Vers le milieu de la semaine, avec le refroidissement sont apparues les premières pistes fraiches. Principalement des passages de nuit.
Mercredi un de nos compagnons de chasse «Serge», en prospectant le vieux bûché près de sa saline a vu de loin une femelle et son veau, mais n'a pas réussi à les approcher suffisamment pour décocher un tir à l'arc.
Jeudi en fin de journée, un autre membre du groupe «Robert», a aussi vu une femelle mais à une distance estimée à 45 verges il a décidé de retenir son tir, bon choix, à l'arc un tir de 45 verges c'est vraiment loin.
Vendredi matin, notre dernier jour de chasse. En me dirigeant vers l'endroit où je voulais laisser mon pick-up pour ensuite prendre le sentier qui mène à un grand bûché de quelques années, j'ai aperçu une femelle dans un vieux chemin de bûché. Pour ne pas l'alerter, je laisse tourné le moteur du pick-up, je mets le frein de stationnement, je descends, ramasse mon arc dans la boîte du pick-up et me dirige vers la femelle mais je l'entends qui s'enfuit bien avant d'être à portée de tir. Après avoir stationné mon véhicule dans un endroit plus sécuritaire, je reprends la poursuite sur sa piste. Dans les heures qui ont suivi, je l'ai approché à quelques reprises, mais jamais suffisamment pour avoir une occasion de tir. J'ai perdu sa piste sur une butte de pruche, où le sol était très dur.

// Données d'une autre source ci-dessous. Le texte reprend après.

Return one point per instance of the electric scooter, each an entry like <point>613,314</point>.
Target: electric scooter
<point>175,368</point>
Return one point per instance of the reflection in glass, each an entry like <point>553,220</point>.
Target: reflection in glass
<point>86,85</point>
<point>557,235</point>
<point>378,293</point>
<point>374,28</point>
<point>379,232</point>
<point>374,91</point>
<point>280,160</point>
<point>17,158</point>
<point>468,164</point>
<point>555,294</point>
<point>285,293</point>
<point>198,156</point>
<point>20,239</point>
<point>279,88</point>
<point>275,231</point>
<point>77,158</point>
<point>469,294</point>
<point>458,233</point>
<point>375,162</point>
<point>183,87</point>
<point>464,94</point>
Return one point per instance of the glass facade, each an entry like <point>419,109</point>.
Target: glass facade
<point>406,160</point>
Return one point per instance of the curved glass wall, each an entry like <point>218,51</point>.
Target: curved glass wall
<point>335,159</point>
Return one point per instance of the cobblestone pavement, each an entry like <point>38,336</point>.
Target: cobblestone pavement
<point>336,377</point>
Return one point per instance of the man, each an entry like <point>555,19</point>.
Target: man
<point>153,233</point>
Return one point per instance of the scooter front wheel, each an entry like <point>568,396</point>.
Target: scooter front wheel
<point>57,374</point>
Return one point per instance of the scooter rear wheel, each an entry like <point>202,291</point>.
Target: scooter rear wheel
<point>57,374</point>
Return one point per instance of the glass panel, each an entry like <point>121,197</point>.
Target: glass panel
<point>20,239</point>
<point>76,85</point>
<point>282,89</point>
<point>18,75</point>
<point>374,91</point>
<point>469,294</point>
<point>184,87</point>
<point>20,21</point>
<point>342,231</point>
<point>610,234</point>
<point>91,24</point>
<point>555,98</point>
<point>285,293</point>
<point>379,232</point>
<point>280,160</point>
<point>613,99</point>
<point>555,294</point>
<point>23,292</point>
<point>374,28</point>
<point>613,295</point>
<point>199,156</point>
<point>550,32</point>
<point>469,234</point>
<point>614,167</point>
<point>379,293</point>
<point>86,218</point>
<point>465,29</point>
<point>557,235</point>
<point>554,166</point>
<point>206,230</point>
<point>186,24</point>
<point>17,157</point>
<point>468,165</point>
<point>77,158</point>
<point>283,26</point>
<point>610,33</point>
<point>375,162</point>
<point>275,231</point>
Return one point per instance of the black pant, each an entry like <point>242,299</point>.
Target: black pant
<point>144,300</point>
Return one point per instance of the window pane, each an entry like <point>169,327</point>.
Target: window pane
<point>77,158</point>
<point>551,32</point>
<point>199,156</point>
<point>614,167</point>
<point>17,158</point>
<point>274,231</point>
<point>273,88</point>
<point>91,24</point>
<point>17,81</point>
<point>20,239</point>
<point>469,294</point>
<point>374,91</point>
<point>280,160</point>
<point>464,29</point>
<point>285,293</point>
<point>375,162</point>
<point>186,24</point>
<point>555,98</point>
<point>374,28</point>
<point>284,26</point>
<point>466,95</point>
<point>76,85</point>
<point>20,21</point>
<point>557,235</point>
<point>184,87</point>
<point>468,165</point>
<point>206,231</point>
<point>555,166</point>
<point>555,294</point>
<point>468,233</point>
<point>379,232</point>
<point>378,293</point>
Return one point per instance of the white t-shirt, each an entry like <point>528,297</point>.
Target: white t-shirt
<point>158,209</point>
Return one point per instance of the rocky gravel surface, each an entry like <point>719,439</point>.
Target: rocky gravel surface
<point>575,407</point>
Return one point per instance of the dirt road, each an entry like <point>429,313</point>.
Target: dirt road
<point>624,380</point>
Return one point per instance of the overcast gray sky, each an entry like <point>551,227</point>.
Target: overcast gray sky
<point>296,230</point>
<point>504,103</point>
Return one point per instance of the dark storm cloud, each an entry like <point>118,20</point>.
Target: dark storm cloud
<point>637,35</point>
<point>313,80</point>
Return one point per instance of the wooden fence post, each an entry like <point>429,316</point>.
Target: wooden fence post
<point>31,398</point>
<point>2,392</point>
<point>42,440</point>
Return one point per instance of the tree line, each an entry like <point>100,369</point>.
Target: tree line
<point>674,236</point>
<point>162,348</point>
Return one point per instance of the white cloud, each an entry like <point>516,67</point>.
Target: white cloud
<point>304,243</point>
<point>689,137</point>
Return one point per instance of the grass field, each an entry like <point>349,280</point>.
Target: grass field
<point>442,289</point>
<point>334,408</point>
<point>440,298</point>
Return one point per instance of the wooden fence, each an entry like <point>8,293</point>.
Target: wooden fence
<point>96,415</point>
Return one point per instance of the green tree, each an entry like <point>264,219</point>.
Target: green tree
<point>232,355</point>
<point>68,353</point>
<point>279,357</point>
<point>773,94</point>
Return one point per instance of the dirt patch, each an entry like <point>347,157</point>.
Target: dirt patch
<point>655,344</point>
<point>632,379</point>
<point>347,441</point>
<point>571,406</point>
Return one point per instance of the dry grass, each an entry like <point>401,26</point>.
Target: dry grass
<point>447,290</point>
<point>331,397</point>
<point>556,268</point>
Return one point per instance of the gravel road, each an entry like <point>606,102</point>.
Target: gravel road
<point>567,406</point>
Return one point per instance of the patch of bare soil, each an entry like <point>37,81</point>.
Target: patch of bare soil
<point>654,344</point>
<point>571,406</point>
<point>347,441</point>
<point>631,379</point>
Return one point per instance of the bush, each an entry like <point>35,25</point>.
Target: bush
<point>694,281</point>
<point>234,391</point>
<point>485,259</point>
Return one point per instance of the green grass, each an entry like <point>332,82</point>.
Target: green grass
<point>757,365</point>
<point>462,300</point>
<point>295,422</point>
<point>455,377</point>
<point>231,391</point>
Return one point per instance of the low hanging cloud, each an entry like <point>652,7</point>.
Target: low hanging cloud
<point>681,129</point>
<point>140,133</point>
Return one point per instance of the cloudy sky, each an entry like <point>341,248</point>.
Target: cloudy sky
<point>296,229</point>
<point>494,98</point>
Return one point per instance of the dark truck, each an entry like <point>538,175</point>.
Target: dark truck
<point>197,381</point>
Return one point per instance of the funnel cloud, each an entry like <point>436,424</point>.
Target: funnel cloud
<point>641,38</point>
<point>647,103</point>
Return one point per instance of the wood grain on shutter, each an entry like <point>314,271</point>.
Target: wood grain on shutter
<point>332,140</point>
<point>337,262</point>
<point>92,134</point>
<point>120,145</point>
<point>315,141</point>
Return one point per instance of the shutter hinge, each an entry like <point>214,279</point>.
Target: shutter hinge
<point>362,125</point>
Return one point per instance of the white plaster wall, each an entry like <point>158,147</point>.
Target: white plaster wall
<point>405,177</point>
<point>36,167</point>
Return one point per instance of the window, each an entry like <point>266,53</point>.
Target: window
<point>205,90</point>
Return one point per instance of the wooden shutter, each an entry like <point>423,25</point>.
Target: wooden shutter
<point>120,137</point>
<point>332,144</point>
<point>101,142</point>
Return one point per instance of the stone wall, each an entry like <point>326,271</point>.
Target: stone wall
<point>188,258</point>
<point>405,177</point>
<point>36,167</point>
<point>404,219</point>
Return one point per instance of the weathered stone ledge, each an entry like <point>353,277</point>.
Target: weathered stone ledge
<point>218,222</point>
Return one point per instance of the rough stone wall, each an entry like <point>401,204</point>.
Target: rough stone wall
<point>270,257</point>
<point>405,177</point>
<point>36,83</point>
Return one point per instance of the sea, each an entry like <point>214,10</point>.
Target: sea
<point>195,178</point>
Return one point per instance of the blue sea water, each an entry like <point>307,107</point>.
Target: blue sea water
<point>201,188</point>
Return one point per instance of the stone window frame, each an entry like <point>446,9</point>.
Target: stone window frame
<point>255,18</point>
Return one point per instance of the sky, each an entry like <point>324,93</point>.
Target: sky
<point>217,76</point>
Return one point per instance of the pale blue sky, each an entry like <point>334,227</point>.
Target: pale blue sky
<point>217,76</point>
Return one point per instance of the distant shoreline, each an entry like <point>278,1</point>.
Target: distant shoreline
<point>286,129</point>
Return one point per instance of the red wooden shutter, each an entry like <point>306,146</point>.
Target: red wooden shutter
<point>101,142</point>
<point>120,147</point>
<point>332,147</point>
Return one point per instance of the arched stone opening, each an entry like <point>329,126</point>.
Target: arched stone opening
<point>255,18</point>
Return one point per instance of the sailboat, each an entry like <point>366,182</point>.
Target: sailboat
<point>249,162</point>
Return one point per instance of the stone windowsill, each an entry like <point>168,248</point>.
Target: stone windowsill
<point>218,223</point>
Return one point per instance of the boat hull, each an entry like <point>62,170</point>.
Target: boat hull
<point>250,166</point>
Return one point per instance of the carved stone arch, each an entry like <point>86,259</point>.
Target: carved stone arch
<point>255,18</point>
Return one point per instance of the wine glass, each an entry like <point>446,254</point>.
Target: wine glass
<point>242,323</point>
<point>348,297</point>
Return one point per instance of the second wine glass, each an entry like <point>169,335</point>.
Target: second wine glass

Vendredi, lors de la dernière période d'affut, la chance s'est présentée. Une belle femelle est passée au bon endroit au bon moment, et une flèche d'arbalète tirée à une distance de 15 mètres par Ginette mon épouse nous a donné la récolte tant espérée. Depuis ce temps, la madamme flotte encore sur un petit nuage. C'était son troisième orignal, les deux premiers étaient des bucks tirés à l'arc.